Получив согласие товарища министра, Белецкий в прекрасном настроении вернулся к себе, позвонил адъютанту Григоровича.

— Должен извиниться, — сказал он, — что не смогу увидеться с вами. Обычно я с величайшим удовольствием встречаюсь с моряками. Всей душой готов был и на этот раз, но, к сожалению, начальство ввиду крайней важности информации взяло все дело в свои руки. Вас хочет лично видеть у себя товарищ министра внутренних дел Золотарев. Сами понимаете — идти против его воли я не мог. Так что еще раз покорнейше прошу извинить.

Повесив трубку, он нажал кнопку вызова и, когда в двери почтительно застыл секретарь, велел передать корреспонденту «Утра России», что ждет его в час пополудни. А пока пусть пригласят Мардарьева.

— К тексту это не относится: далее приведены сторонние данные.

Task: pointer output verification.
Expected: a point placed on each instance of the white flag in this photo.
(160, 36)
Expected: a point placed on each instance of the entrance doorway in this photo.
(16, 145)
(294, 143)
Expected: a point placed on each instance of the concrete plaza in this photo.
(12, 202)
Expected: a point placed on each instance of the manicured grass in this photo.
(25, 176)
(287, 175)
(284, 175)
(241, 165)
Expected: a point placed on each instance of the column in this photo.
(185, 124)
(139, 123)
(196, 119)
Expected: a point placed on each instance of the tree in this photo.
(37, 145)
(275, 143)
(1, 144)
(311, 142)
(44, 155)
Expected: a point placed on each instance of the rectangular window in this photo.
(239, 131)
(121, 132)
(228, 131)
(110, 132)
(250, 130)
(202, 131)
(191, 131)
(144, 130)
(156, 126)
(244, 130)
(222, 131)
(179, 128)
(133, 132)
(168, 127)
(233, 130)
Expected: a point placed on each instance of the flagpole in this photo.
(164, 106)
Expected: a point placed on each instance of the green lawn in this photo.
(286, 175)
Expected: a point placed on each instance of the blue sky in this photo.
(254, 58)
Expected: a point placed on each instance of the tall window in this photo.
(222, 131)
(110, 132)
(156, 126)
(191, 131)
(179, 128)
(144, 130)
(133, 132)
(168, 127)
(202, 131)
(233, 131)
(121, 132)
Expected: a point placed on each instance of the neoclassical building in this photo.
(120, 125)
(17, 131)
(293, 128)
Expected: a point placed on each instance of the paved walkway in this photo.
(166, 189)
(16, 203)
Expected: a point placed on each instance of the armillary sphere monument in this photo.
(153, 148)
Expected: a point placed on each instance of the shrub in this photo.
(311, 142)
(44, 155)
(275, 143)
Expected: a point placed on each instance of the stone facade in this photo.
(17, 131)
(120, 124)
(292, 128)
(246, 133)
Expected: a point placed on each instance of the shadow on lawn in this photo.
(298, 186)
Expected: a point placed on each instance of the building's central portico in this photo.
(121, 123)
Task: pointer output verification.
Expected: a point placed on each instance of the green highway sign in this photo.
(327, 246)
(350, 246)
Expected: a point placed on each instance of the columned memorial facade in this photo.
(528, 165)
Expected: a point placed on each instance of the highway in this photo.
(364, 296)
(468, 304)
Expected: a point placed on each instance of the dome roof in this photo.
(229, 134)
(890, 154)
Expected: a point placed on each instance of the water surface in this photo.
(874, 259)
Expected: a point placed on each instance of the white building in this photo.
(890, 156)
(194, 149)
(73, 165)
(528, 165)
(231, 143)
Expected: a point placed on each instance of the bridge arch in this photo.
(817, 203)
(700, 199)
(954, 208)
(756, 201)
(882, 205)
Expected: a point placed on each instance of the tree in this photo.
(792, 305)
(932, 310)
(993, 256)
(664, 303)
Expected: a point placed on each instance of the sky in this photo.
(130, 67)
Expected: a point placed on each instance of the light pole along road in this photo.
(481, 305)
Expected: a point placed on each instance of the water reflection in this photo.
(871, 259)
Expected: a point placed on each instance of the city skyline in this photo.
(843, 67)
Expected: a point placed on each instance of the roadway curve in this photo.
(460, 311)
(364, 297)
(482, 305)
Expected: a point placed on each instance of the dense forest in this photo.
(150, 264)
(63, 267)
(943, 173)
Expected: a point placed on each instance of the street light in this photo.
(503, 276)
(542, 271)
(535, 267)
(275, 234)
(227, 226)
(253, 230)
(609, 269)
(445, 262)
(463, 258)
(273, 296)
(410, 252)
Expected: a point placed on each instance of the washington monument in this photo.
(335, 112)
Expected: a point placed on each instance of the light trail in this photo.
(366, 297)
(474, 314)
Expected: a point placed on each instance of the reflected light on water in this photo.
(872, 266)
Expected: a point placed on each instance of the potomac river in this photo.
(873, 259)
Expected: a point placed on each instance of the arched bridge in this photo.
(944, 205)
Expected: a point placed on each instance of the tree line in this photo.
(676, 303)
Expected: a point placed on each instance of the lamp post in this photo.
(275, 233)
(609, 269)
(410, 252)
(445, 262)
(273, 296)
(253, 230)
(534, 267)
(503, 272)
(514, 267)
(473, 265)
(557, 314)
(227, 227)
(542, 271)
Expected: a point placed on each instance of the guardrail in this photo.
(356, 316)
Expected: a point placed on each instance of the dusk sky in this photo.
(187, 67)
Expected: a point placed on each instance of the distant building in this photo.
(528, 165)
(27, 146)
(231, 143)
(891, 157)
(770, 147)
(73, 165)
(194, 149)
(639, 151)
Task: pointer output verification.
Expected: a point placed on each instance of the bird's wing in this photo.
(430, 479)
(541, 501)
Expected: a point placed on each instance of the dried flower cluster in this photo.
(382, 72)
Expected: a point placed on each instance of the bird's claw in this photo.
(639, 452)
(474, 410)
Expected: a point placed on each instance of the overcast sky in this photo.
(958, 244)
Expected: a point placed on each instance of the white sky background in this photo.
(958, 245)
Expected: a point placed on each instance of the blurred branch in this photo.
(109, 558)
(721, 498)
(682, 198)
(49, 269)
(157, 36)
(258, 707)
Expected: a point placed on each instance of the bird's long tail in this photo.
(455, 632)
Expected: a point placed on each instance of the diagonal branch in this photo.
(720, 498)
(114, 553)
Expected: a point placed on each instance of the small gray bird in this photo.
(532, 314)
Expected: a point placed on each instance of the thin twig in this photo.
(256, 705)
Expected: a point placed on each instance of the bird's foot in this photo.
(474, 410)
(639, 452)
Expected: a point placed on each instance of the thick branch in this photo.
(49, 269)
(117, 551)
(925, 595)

Когда подчиненный зашел, Белецкий предложил ему сесть в глубокое кожаное кресло, стоявшее перед столом, сам сел напротив. Прежде всего его интересовало мнение Мардарьева о том, насколько произведенные аресты подорвали революционное движение на кораблях и не может ли в ближайшее время вновь произойти какое-то обострение.

вернуться

1

Товарищ министра — заместитель министра.